Quantcast
Channel: ATLChris.com
Viewing all articles
Browse latest Browse all 13

Working with Sphinx (Search Engine) on a LAMP (Linux, Apache, MySQL, and PHP) Stack Server

$
0
0

Sphinx LogoRecently, I started exploring the differences between the MyISAM and InnoDB MySQL engines. It turns out, the one I was using, MyISAM, is not the best option when it comes to large databases and FULLTEXT searching. After researching the options (MyISAM vs InnoDB), I decided InnoDB was the best engine for an upcoming project. In an effort to steer clear of MySQL FULLTEXT searching with the InnoDB engine, I started to explore server/cache based search engines services. Sphinx is a Linux and Windows based search engine service which allows fulltext searching of extremely large databases in a very efficient and quick manner.

This tutorial is going to walk you through how to install the latest version of Sphinx, configure it for a basic usage, and use the PHP API to run search queries in PHP on a LAMP (Linux, Apache, MySQL, PHP) stack server. This tutorial is based on Ubuntu 12.04 64bit and assumes you have a LAMP stack server setup and SSH access to your server. If you get stuck at any point, browse on over to the Sphinx documentation for additional explination.

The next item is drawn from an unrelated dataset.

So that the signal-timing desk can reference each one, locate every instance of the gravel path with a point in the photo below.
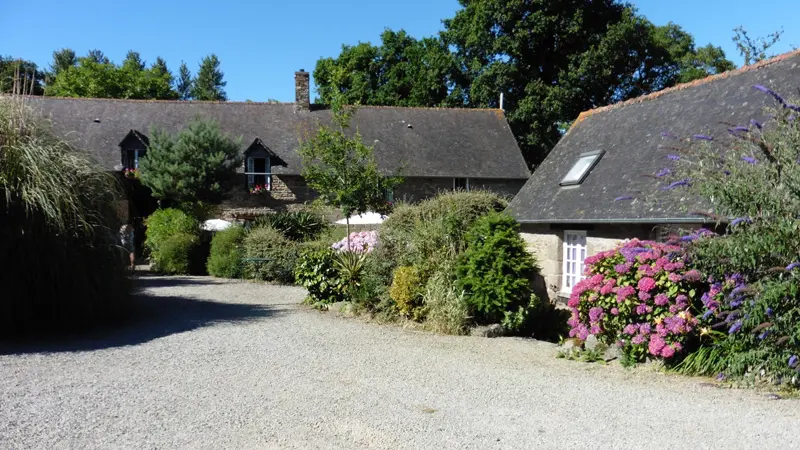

In recent months, I have switched all of my website hosting to DigitalOcean. While this is not an ad or a post about DigitalOcean, I will say that their cloud based servers are perfect for playing around with new technologies, like Sphinx. If you set up a new droplet (cloud server) you can destroy it 1 hour later and only pay pennies for the time you used it.

Example MySQL Database

In this example, we are going to search through a database of movies based on title and synopsis. Below is the example MySQL structure to go along with this example.

CREATE TABLE `movies` (
  `movie_id` int(11) unsigned NOT NULL AUTO_INCREMENT,
  `title` varchar(255) DEFAULT NULL,
  `synopsis` text,
  `timestamp` timestamp NULL DEFAULT NULL,
  PRIMARY KEY (`movie_id`)
) ENGINE=InnoDB DEFAULT CHARSET=utf8;

Installing Sphinx

We are going to start by downloading the Sphinx (latest release version at the time of writing this is 2.0.9) DEB file to our server.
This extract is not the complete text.